What I admire most about this novel is how Faulkner draws the characters. He begins a chapter with a character sitting out on their porch, for example — I'm thinking of the Reverend Gail Hightower — and then sort of backtracks to some defining event in their lives, and waxes on about their history in that rich, labyrinthine way Faulkner has of describing people. I just remember the feeling of settling into those chapters, of really relishing the paragraphs running on and on, pages running on without a paragraph break — and that created a deep comfort, to be caught in that particular style. You could really dig your heels into that prose. You had the feeling Faulkner was taking his very own private, sweet time.

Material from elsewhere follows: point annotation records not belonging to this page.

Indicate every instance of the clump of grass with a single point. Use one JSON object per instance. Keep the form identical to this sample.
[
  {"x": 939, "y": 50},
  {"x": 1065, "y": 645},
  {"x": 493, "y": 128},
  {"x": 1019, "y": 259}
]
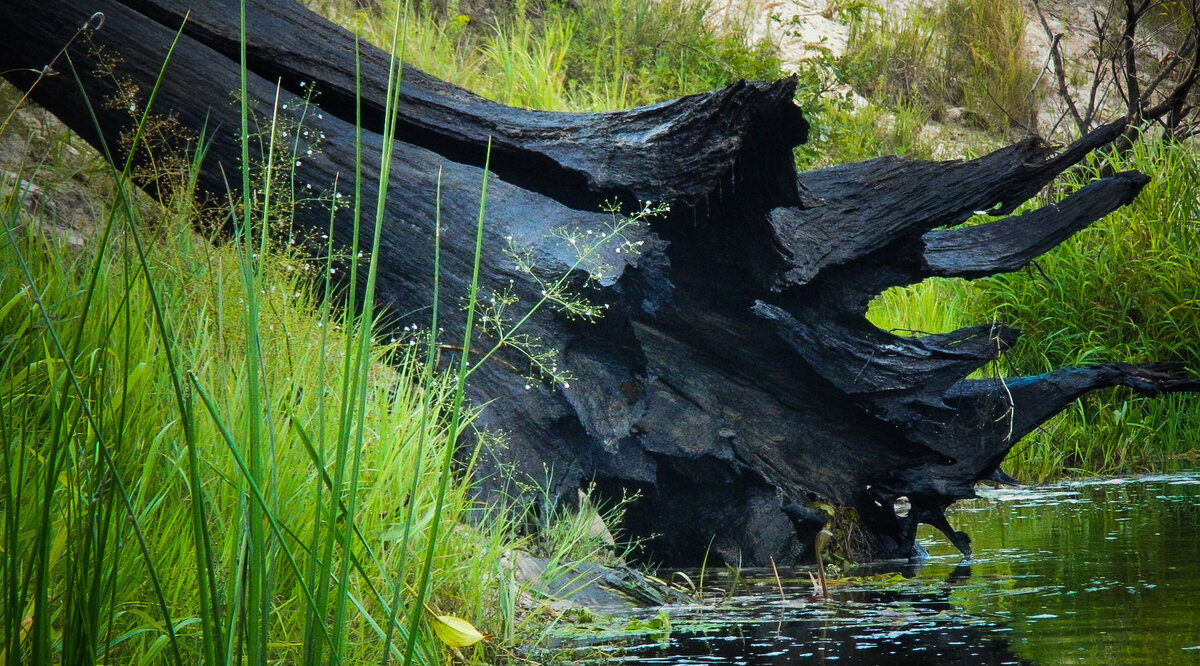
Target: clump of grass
[
  {"x": 207, "y": 461},
  {"x": 599, "y": 55},
  {"x": 1126, "y": 289},
  {"x": 966, "y": 54}
]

We get deep portraits of all the characters, but the one Faulkner really takes his time on — a masterpiece of characterization — is that of the villain, Joe Christmas, who gets the entire middle section of the book devoted to him. When I read that, I remember feeling that this section was really the eye of the novel, that all the events turned about it like a storm. This book was about the terrible, terrible man who was Joe Christmas. Faulkner's attention to this man's life — the compassion it took to consider him this deeply and carefully — really struck me.
While I don't give James Michaelson, the villain in The Orchardist, the same treatment (I tried at one point and ultimately found it was not appropriate to the narrative I wanted to write), I did, I hope, absorb the method of deep characterization in general — letting the character's history roll on and on. Sometimes telling, not showing, is better after all.
*Other books that surrounded me during the writing of this book: Toni Morrison's Beloved, John Berger's To the Wedding, William Maxwell's So Long, See You Tomorrow, Cormac McCarthy's All the Pretty Horses and The Crossing, Rilke's Duino Elegies, Carl Adamshick's Curses and Wishes, Salvatore Scibona's The End, Josephine Johnson's The Winter Orchard and Other Stories, Jack Gilbert's The Great Fires, Thomas Hardy's oeuvre, Moby Dick, Maria Dermout's The Ten Thousand Things, Michael Ondaatje's The English Patient, Virginia Woolf's To the Lighthouse.